In an era when "sustainability" is the buzzword among the environmentally conscious, there is increasing recognition that achieving sustainability and alleviating poverty go hand in hand. In this environment, women's issues must become a top priority.
Worldwide, women are more susceptible to poverty and its associated problems. They often have limited access to a myriad of services, including education and health care. Discrimination in employment policies and social systems exacerbate the situation. While most of us are familiar with the issue of the income gap – women continue to earn 70 cents for every dollar that a man makes in a similar job – we might not be as familiar with the fact that women make up 40 percent of the global work force but earn only 26 percent of the income (and this counts only paid work and not housework).
In some countries, like Jamaica, women head households not necessarily by choice (or gender equity), but because the 'baby-fathers' (as they are called) do not partake in the caretaking of their children. In such societies, men impregnate women as a demonstration of virility, leaving the women trapped with ever expanding families in the hopes that the next 'baby-father' will stick around. In the meantime, they are caught in a downward spiraling poverty cycle.
Studies show that efforts to lift communities out of poverty are more likely to succeed if they are targeted at women. When educated, women are better able to make health and household decisions, and find more skilled (and better paying) jobs. Employment and access to resources afford choices.

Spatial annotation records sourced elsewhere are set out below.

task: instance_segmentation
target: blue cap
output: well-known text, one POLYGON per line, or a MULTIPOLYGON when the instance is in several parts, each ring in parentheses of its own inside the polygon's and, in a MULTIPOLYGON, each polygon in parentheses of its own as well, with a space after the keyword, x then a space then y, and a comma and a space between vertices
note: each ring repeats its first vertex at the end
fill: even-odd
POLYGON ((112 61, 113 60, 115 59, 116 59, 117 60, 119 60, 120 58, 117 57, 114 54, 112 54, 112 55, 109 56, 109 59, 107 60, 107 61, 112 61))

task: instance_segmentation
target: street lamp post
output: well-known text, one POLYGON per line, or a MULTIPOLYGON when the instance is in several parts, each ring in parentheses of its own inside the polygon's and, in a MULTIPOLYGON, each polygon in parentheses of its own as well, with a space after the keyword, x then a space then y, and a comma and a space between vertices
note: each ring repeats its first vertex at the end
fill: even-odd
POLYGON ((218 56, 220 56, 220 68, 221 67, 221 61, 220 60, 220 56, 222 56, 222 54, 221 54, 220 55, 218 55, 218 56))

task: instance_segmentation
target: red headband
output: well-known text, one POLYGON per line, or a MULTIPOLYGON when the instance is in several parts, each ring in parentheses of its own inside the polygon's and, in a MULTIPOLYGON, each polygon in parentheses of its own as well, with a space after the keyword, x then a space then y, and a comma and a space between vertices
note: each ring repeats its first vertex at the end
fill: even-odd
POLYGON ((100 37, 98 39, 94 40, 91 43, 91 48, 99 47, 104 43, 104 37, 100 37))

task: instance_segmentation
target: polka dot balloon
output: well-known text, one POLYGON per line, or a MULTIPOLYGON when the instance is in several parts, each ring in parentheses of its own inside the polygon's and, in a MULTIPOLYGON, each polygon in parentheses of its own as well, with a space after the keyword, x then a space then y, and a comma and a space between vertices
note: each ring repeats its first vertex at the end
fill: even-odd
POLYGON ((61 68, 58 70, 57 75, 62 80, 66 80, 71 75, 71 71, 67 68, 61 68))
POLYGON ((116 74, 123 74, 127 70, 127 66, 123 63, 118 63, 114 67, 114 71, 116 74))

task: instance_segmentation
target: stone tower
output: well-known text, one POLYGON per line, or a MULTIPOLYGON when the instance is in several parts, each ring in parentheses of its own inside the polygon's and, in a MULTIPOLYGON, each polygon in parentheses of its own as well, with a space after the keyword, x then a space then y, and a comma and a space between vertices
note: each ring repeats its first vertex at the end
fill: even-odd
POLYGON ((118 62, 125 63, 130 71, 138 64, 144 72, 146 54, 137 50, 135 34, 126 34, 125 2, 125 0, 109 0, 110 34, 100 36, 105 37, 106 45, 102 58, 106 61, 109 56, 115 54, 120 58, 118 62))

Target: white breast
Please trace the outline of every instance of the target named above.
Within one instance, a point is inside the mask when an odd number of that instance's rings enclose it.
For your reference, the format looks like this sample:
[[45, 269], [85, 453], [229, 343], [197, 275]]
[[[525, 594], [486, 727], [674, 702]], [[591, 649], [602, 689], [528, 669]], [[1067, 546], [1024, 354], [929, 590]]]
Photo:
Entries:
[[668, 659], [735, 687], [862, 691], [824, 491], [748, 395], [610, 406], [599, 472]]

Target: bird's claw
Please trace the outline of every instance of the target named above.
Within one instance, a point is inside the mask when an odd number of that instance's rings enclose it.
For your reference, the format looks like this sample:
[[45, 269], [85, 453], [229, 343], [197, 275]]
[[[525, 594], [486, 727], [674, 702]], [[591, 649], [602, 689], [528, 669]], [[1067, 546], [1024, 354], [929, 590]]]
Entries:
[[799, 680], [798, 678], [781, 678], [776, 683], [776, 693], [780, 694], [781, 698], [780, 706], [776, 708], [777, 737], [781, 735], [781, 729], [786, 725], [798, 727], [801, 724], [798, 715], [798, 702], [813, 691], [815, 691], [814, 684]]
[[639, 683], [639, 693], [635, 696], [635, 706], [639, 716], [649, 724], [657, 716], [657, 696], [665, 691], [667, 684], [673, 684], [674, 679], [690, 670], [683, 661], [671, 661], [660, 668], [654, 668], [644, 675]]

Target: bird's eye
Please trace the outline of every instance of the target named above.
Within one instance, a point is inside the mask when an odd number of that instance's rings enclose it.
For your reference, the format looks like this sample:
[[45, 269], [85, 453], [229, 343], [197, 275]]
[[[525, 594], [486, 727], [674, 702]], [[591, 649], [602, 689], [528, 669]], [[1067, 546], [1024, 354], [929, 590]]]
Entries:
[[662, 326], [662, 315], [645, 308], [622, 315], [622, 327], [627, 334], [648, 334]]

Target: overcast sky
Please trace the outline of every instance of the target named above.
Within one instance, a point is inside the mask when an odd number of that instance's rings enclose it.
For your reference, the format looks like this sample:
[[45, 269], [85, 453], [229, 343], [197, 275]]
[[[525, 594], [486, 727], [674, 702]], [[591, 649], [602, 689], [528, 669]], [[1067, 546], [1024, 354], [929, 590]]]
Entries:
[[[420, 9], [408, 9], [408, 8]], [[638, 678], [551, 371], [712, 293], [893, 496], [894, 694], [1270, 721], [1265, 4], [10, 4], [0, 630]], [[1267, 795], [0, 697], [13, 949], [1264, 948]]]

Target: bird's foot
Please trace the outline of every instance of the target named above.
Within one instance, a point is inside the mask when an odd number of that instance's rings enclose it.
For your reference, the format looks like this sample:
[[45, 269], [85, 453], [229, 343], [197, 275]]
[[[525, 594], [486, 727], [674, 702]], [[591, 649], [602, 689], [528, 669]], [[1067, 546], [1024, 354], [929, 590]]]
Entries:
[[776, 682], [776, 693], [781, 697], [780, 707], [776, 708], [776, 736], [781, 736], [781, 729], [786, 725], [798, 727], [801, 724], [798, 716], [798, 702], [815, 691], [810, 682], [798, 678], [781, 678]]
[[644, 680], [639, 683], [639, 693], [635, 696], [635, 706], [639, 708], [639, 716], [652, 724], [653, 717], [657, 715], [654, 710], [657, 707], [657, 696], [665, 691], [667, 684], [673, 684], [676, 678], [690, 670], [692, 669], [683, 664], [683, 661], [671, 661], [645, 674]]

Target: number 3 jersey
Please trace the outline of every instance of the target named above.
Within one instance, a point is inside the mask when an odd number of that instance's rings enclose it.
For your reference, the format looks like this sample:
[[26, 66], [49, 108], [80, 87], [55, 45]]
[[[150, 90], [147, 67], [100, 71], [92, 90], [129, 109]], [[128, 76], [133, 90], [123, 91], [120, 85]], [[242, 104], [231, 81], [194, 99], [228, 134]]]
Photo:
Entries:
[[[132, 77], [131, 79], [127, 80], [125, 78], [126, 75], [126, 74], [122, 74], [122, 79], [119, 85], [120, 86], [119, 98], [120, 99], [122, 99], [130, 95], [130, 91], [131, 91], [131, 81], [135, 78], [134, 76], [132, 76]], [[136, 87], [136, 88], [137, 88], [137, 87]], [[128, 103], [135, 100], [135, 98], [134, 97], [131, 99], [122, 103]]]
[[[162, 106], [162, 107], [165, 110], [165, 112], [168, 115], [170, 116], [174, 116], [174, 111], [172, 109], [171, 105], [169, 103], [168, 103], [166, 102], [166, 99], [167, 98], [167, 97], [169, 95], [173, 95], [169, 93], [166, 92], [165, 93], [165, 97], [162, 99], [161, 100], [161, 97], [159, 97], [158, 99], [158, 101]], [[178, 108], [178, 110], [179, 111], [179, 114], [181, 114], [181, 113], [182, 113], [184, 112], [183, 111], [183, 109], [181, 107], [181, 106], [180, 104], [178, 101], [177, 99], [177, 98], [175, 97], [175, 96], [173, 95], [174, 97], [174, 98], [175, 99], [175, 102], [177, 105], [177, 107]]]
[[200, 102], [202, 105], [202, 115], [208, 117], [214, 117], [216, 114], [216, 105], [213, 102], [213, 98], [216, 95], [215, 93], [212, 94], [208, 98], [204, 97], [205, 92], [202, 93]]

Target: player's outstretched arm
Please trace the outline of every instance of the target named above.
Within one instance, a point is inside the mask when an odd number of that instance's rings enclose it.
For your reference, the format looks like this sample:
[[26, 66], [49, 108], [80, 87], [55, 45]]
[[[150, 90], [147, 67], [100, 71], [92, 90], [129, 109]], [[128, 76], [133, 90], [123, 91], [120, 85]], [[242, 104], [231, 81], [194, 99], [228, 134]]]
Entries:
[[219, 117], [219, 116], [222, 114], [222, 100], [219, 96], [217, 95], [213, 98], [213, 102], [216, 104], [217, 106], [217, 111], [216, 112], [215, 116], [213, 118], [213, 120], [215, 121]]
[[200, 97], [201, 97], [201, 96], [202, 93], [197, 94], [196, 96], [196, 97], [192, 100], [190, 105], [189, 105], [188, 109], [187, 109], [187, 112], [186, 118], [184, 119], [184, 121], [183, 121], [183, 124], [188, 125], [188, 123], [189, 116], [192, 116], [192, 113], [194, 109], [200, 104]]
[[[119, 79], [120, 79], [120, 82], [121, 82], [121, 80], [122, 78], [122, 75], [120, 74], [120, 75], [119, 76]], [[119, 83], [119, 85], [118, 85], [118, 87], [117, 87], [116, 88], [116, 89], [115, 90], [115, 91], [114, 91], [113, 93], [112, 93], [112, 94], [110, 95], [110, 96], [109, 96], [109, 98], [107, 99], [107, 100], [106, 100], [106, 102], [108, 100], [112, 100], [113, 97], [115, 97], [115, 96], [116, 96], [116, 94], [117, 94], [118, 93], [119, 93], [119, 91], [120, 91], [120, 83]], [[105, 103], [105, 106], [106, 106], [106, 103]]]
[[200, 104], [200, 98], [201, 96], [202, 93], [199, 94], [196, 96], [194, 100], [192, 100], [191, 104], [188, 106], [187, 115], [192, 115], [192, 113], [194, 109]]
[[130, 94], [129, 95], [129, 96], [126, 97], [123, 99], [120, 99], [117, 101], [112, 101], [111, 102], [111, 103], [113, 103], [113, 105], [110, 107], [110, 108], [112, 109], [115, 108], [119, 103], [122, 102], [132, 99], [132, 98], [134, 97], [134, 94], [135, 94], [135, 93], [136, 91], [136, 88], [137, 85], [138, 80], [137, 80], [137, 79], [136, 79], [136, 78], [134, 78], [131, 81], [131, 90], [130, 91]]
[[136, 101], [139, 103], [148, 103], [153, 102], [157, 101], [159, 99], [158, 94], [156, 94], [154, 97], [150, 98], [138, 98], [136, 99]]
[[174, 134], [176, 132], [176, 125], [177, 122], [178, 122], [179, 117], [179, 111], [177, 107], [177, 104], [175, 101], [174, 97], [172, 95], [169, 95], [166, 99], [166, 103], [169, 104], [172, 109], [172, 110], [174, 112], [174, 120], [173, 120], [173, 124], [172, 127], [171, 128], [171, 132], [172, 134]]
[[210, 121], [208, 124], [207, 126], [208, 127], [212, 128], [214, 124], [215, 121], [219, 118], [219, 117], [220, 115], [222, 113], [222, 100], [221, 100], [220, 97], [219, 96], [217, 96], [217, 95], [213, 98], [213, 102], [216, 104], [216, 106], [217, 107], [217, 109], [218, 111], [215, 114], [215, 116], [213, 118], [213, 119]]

Reaching out to women often has ripple effects. For example, when women are provided access to affordable healthcare, infant mortality declines and childhood nutrition is enhanced. More often than not, increased income for women also translates into capital investments, like education and food for children, as well as lowered birth-rates. All of which promotes a healthier and more sustainable planet.
It is fitting then to remember that the very idea of "sustainability" started with a woman – Gro Harlem Brundtland. As Prime Minister of Norway, Brundtland chaired the World Commission on Environment and Development in 1987. The enduring concept in the Brundtland report is "sustainable development" – defined as "development that meets the needs of the present without compromising the ability of future generations to meet their own needs".
This vague exhortation received much criticism, and debates continue as to what it constitutes and how to get there. While we have yet to provide a definitive answer on what is sustainability, we have definitively answered that it cannot occur without addressing the challenges that women face.
Wei Ying Wong is the Mellon Postdoctoral Fellow in the Goodwin-Niering Center for the Environment at Connecticut College.